The kingdom of heaven may be compared to a king who gave a wedding banquet for his son.This would be a nice, feel-good parable about a king who invites "both good and bad" to his son's wedding feast, except that the point of the parable doesn't allow such a happy reading.
All too often Christians have read this as a parable spoken against the Jews and announcing the passing of the kingdom to the gentiles. But surely we can't read it that way today.
Hear then the parable. "Again he sent other slaves, saying, '...Come to the wedding banquet.' But they made light of it and went away." Surely this is a picture of Christianity today. I don't mean our nominally Christian society and the way it is becoming secular. I also don't mean the people who show up at church most Sundays but don't really give it a lot of attention. I mean those of us (and I definitely need to include myself in this) who consider ourselves to be serious Christians.
They went away "one to his farm, another to his business." OK, so hopefully we're not beating and killing God's servants, but how many of us never prioritize our jobs over the kingdom of God?
I don't really know where the right path is here. Coming from the Lutheran tradition, I have a strong doctrine of vocation to draw on that tells me the my job can be part of the kingdom of God. But all too often I feel like that's just rhetoric to help me feel better about my life, to maintain the status quo. It has the feel of "the system" co-opting religion for its own purposes.
But beyond that, I know there are times when my focus is just on making a living, times when I have most definitely turned my focus away from the kingdom of God and gone about my business.
Honestly, I need to not be too hard on myself. If I find myself in this parable, I'm probably not in the first group that refused the invitation to the wedding feast. I probably belong to those ("both good and bad") who were found on the street and invited to the feast and who went when invited. But am I wearing a wedding robe?

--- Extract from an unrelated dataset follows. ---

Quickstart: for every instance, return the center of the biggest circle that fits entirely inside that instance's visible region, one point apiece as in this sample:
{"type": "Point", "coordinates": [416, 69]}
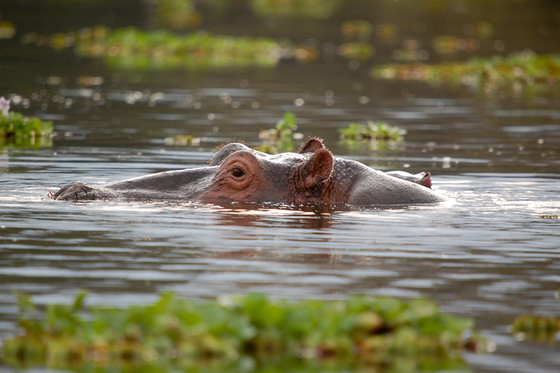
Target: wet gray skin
{"type": "Point", "coordinates": [240, 174]}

John Henry Newman once said, "The aim of most men esteemed conscientious and religious, or who are what is called honourable, upright men, is, to all appearance, not how to please God, but how to please themselves without displeasing Him. I say confidently,—that is, if we may judge of men in general by what we see,—that they make this world the first object in their minds, and use religion as a corrective, a restraint, upon too much attachment to the world."